Villainry in Verdell: War Hero Hermione Granger Thwarts Attacks Against Romanian Dragon Sanctuary

It shouldn't have surprised her. The Prophet's sources inside the Ministry always seemed to work quicker whenever she, Ron, or Harry was involved. Of course they'd plaster her name in big letters every opportunity they got. Nevermind the fact that such a headline despicably minimised the role everyone else had played. Charlie, Julia, Markus, and Aurel weren't mentioned as participants in the battle. Yet the article hadn't waited to mention Draco. His name was prominently featured—though with none of the reverence the Prophet had given Hermione.

Seeing his name so inextricably linked back to his Death Eater past made her heart feel like it had been stomped on by a Ukrainian Ironbelly. But what struck Hermione most was the image they chose.

There, in black and white, was Hermione on her knees, scrambling to stop Draco's bleeding. Even in the grainy photograph, she could see the desperation in her eyes. The urgent need to keep Draco safe, to keep him alive, now on display for the entire British Wizarding population to see.

Her eyes scanned the rest of the page with its accompanying sub-headlines. The Daily Prophet was having a field day.

Dragon Sanctuaries: Institutionally Important or Dysfunctionally Dangerous?
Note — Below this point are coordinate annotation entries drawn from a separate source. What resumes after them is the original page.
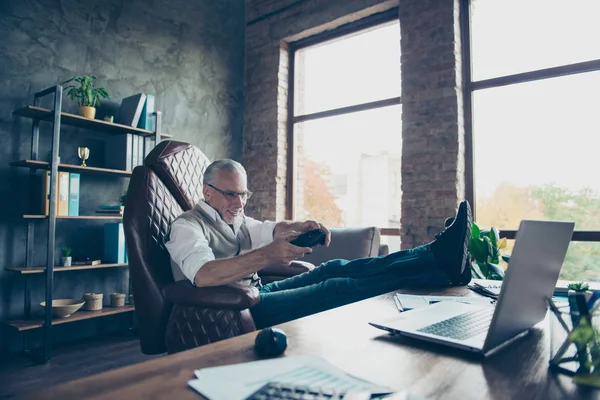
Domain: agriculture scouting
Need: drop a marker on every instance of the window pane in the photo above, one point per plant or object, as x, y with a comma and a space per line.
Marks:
347, 169
513, 36
582, 262
536, 150
354, 69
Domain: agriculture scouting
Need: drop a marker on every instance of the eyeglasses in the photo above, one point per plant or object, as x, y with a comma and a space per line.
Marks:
229, 195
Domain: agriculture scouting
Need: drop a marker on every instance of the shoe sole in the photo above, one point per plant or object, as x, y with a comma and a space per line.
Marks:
465, 250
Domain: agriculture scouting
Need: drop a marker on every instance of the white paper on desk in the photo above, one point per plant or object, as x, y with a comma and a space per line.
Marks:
411, 301
239, 381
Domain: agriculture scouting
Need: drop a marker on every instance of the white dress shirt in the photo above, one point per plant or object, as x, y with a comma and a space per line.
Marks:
188, 247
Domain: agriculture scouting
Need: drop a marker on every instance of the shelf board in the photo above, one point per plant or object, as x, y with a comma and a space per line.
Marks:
36, 164
39, 270
25, 325
34, 216
45, 114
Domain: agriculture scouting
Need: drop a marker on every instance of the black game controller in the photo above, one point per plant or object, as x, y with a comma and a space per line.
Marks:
270, 342
310, 238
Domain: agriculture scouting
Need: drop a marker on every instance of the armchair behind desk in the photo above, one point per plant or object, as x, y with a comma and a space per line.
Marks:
174, 316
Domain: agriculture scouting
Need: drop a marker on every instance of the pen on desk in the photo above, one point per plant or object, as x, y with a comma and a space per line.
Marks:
398, 304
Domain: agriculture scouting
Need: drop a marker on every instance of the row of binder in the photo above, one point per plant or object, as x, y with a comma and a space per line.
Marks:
67, 200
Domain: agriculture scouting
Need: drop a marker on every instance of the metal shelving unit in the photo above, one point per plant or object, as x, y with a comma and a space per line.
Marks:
59, 118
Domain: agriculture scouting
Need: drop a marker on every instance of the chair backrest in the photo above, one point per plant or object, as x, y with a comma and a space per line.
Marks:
169, 183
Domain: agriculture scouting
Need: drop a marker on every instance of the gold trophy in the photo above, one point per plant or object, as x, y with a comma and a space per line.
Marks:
84, 154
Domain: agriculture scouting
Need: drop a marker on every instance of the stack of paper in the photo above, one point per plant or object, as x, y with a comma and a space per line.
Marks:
406, 302
486, 287
236, 382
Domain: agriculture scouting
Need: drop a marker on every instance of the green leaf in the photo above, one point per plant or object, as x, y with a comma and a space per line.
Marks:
484, 269
495, 272
488, 246
475, 231
476, 271
477, 250
494, 236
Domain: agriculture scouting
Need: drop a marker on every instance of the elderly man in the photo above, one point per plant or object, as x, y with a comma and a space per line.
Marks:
216, 244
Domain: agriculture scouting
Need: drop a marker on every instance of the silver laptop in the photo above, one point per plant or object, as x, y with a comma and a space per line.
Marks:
535, 264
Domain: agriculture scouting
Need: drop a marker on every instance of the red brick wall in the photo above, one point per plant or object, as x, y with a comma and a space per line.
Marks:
433, 135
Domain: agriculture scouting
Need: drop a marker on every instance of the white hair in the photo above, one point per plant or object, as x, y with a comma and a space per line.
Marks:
225, 164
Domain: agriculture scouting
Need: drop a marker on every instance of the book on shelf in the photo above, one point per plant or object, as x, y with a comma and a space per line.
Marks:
87, 262
130, 110
110, 210
63, 195
74, 194
114, 243
146, 118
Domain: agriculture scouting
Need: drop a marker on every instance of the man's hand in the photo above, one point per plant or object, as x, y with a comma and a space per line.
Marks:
281, 253
284, 228
311, 225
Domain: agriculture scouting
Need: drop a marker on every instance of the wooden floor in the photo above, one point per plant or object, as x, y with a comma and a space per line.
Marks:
19, 374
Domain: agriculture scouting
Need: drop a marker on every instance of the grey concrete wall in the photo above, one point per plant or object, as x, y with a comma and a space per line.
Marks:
190, 54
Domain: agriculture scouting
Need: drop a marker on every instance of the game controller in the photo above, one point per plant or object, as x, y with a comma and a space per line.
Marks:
270, 342
310, 238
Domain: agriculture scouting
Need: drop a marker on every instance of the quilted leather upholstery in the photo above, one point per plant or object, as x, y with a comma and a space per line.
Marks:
181, 167
148, 212
169, 183
191, 326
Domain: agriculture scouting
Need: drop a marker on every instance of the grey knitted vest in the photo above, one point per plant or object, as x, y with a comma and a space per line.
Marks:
223, 242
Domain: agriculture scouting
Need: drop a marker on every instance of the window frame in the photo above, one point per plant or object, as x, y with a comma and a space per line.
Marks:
469, 86
347, 29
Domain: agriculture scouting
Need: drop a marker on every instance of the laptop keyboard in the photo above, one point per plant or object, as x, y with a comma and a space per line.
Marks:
462, 326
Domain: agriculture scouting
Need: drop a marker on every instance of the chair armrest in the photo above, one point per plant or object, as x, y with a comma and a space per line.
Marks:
384, 250
232, 296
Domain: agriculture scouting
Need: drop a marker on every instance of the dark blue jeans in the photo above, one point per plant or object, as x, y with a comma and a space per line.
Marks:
339, 282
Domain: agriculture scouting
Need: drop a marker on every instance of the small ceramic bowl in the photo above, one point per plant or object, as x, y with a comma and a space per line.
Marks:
63, 308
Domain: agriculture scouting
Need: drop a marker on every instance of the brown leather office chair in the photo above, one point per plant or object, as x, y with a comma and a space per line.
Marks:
174, 316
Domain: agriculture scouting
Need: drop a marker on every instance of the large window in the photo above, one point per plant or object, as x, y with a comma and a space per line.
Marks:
346, 127
535, 126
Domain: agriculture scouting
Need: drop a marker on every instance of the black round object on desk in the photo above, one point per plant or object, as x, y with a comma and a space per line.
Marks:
270, 342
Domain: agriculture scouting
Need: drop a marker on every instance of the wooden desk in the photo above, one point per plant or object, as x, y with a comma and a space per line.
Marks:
343, 337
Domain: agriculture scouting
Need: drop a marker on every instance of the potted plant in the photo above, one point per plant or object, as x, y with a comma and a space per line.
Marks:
484, 249
86, 95
66, 258
122, 201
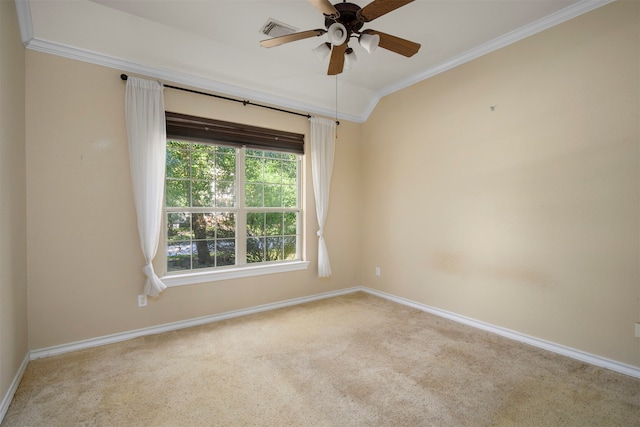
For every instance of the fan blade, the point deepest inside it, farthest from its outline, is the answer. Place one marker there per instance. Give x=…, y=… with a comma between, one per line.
x=277, y=41
x=377, y=8
x=396, y=44
x=336, y=64
x=326, y=7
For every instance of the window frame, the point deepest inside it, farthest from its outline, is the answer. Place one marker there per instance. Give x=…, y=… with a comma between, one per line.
x=197, y=130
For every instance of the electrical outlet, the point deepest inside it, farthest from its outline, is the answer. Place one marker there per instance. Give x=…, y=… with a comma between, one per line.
x=142, y=300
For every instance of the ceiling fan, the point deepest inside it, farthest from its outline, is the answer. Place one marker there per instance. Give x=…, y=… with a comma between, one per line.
x=345, y=20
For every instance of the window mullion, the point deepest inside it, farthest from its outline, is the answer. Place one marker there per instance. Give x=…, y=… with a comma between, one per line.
x=241, y=217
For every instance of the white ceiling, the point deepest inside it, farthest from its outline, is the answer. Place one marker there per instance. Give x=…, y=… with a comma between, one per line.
x=214, y=44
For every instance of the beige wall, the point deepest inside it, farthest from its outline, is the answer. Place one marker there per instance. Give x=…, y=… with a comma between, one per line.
x=526, y=217
x=13, y=278
x=84, y=257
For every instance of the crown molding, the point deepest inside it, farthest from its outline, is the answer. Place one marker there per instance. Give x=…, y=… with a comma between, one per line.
x=30, y=41
x=25, y=21
x=514, y=36
x=180, y=78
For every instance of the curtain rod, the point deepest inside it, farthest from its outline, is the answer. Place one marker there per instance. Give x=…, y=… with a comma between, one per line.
x=243, y=102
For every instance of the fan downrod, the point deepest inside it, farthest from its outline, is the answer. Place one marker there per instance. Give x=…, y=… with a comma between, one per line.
x=349, y=17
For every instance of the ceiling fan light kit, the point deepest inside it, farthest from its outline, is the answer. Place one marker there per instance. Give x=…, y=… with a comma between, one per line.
x=343, y=21
x=337, y=34
x=350, y=58
x=369, y=42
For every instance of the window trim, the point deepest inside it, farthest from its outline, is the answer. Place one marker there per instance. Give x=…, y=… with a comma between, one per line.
x=235, y=272
x=273, y=141
x=204, y=130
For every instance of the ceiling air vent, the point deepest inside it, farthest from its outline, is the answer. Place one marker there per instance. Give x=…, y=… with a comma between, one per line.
x=274, y=28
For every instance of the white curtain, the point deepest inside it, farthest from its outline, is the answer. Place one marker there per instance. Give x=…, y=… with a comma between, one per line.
x=144, y=109
x=323, y=133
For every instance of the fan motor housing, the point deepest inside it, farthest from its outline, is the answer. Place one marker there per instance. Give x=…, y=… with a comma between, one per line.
x=349, y=17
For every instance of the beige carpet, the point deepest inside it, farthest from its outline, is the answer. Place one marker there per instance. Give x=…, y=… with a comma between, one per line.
x=353, y=360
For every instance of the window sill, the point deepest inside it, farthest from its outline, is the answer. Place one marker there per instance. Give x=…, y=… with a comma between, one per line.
x=232, y=273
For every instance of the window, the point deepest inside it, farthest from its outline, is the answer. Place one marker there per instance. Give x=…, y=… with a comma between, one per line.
x=232, y=199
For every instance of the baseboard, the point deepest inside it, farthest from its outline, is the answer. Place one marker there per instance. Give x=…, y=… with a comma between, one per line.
x=536, y=342
x=592, y=359
x=8, y=397
x=114, y=338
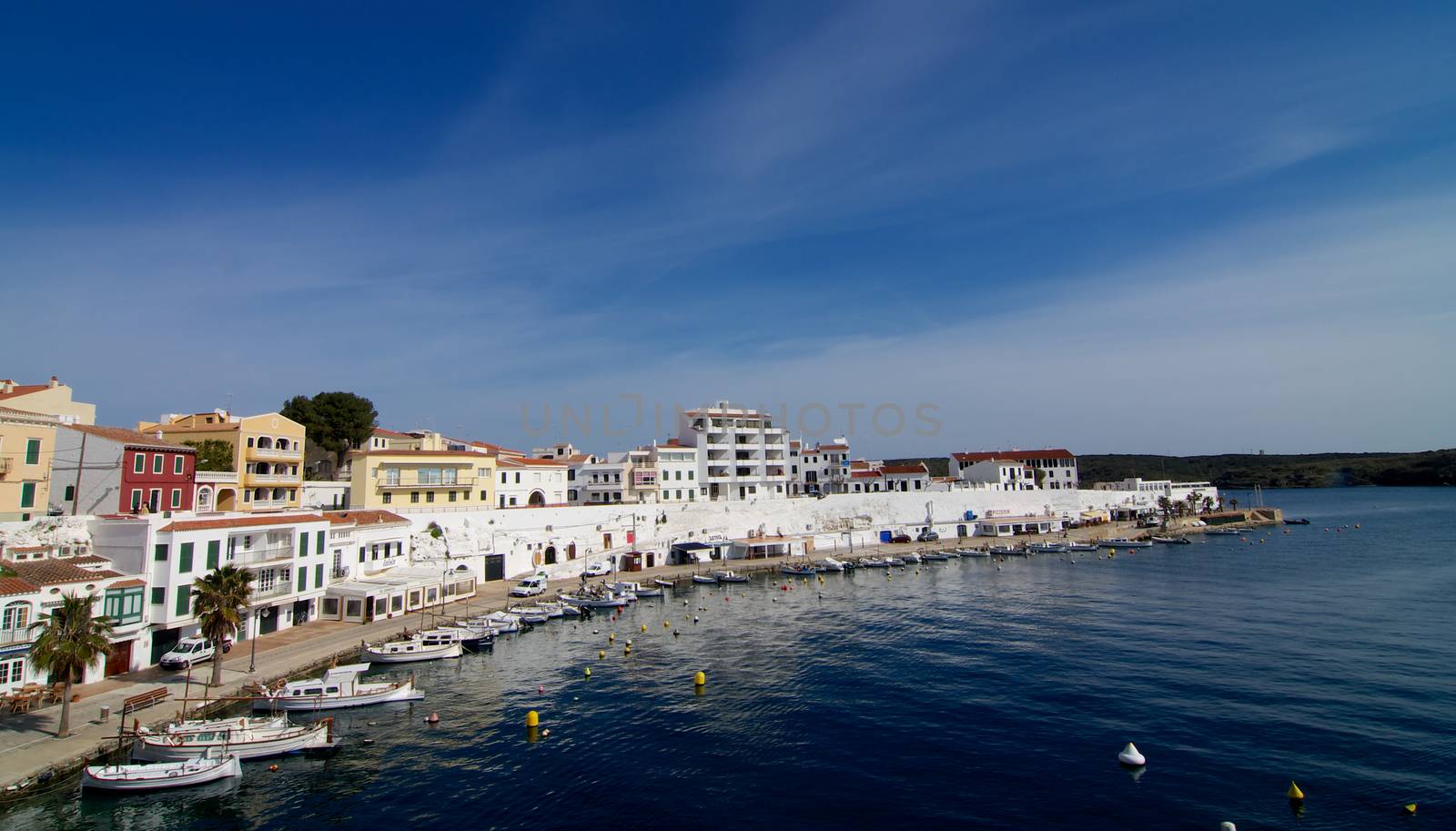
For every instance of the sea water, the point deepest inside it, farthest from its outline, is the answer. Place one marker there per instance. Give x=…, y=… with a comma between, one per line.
x=960, y=694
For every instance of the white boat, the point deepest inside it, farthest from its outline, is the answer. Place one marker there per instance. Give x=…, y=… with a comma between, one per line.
x=339, y=687
x=160, y=775
x=1125, y=543
x=422, y=646
x=244, y=736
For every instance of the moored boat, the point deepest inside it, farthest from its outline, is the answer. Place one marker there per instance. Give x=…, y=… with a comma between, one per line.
x=162, y=775
x=244, y=736
x=339, y=687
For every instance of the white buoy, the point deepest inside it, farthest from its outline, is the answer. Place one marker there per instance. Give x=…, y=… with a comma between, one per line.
x=1132, y=757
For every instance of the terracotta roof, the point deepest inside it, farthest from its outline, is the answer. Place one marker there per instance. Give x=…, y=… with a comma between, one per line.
x=128, y=437
x=51, y=573
x=528, y=461
x=470, y=453
x=1014, y=454
x=24, y=390
x=240, y=522
x=370, y=517
x=16, y=585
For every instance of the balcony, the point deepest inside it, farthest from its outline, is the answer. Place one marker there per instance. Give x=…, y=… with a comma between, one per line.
x=273, y=453
x=404, y=482
x=262, y=554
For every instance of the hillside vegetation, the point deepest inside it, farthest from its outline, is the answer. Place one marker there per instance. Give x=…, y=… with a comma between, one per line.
x=1247, y=471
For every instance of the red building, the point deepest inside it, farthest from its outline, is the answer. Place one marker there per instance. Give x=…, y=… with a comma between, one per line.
x=121, y=471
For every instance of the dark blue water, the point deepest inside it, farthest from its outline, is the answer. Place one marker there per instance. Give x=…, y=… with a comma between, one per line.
x=961, y=696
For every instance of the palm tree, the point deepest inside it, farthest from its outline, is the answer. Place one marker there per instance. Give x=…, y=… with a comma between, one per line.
x=1165, y=507
x=218, y=600
x=72, y=641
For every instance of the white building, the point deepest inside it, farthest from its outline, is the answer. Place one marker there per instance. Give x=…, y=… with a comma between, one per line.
x=1053, y=469
x=524, y=482
x=820, y=469
x=740, y=453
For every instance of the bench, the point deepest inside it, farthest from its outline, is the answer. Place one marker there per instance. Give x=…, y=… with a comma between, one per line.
x=143, y=700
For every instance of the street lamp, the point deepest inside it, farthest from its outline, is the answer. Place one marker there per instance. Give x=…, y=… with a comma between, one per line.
x=252, y=648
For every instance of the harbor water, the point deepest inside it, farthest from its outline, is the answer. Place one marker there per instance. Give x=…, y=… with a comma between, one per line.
x=968, y=694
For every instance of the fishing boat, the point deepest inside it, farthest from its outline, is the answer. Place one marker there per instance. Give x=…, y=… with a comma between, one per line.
x=339, y=687
x=162, y=775
x=421, y=646
x=247, y=738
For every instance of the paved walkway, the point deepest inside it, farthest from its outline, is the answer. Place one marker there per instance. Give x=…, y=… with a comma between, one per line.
x=28, y=744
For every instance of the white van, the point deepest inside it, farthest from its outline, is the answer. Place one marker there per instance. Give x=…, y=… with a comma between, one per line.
x=529, y=587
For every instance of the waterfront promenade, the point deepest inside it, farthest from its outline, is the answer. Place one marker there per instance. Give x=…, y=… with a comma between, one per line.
x=28, y=744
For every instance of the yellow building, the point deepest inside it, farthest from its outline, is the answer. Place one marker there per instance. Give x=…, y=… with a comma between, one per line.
x=51, y=398
x=26, y=447
x=267, y=456
x=421, y=479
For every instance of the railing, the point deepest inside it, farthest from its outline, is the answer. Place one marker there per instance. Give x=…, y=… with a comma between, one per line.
x=257, y=556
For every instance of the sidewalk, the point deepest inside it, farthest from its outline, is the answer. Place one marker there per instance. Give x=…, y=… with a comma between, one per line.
x=28, y=744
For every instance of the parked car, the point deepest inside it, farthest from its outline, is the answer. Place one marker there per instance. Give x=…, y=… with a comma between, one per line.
x=529, y=587
x=191, y=651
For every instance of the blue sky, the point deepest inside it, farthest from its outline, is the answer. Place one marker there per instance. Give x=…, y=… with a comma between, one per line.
x=1139, y=228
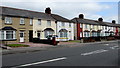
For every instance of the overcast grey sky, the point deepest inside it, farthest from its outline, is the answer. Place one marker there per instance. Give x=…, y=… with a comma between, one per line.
x=108, y=10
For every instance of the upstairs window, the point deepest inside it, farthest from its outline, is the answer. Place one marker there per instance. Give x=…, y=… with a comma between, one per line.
x=48, y=22
x=31, y=21
x=8, y=20
x=39, y=22
x=22, y=21
x=80, y=25
x=86, y=26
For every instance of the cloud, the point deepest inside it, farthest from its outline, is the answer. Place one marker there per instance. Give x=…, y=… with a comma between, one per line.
x=60, y=0
x=65, y=9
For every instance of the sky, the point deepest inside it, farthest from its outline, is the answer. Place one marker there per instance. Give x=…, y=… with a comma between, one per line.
x=92, y=9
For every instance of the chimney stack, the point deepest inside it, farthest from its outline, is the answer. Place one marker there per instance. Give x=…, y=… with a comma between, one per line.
x=81, y=16
x=113, y=21
x=48, y=10
x=100, y=19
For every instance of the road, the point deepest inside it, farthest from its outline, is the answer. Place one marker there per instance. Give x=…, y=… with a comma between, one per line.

Strong as Ever: Harry Potter and Ron Weasley Vow to Protect Other Third of Golden Trio

And, of course:

Draco Malfoy: The Complete Post-War Timeline of the Infamous Death Eater

The timeline, predictably, was nowhere close to complete. It recounted his acquittal (despite public dismay) due to minor status when assigned the Dark Mark, his return to Hogwarts while his father awaited trial, and his sudden departure from British society without an apparent trace. All the things Hermione had known about Draco prior to arriving at the sanctuary. But the Prophet dug deeper, uncovering old public records and turning bombshells out of trivialities. They called into question the legitimacy of the Wizengamot for permitting Draco to complete his N.E.W.T.s early. They speculated what other former Death Eaters Draco may have contacted and what heinous intentions he had for working with dragons. They accused him of still being a potential threat, claiming ulterior motives for saving Hermione Granger's life. Because how could the public believe that maybe, just maybe, Draco Malfoy was no longer the enemy they once perceived him to be? Why ask the people involved for their accounts when the Daily Prophet could continue to spin together loosely woven tales that unravelled with any semblance of honest research?